Ojo del tifón Vongfong. (NOAA)

Manila, Filipinas — Un potente tifón tocó tierra en el este de Filipinas el jueves luego de que las autoridades evacuaron a decenas de miles de personas al tiempo que trataban de evitar el riesgo de contagio del coronavirus en albergues atestados.

El primer tifón del año en el país ganó fuerza rápidamente en su avance desde el Océano Pacífico y azotó la localidad de San Policarpo, en la provincia de Samar Oriental, en torno al mediodía, dijo Vicente Malano, administrador de la agencia meteorológica.

El sistema atmosférico llega mientras Filipinas trata de contener los brotes de COVID-19, la enfermedad causada por el coronavirus, que confinaron a la población en sus casas y prohibieron las concentraciones que puedan multiplicar los contagios. El país reportó más de 11,600 infectados, incluyendo 772 fallecidos.

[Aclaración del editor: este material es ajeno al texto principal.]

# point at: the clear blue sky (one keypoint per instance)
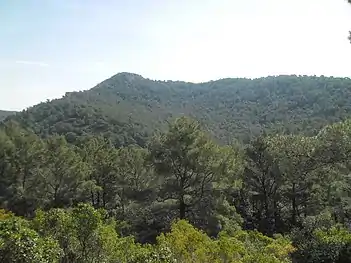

Según la previsión, el tifón Vongfong, que tiene vientos máximos sostenidos de 93 millas por hora y rachas de hasta 115 mph, avance en dirección noroeste y barra zonas densamente pobladas en provincias y ciudades orientales antes de dejar el país por el norte el domingo.

La imagen de refugios de emergencia abarrotados es habitual en el archipiélago, que suele registrar unos 20 tifones y tormentas al año, además de erupciones volcánicas y terremotos.

Muchas autoridades enfrentan el dificil dilema de proteger a la población de la doble amenaza. Un video mostró fuertes lluvias y vientos agitando cocoteros, sacudiendo tejados de hojalata y obstaculizando la visibilidad en Samar Oriental, donde algunas localidades se quedaron sin luz.

"Esto es muy complicado", dijo Benjamin Ver, alcalde de una localidad en la trayectoria del meteoro, a The Associated Press por teléfono.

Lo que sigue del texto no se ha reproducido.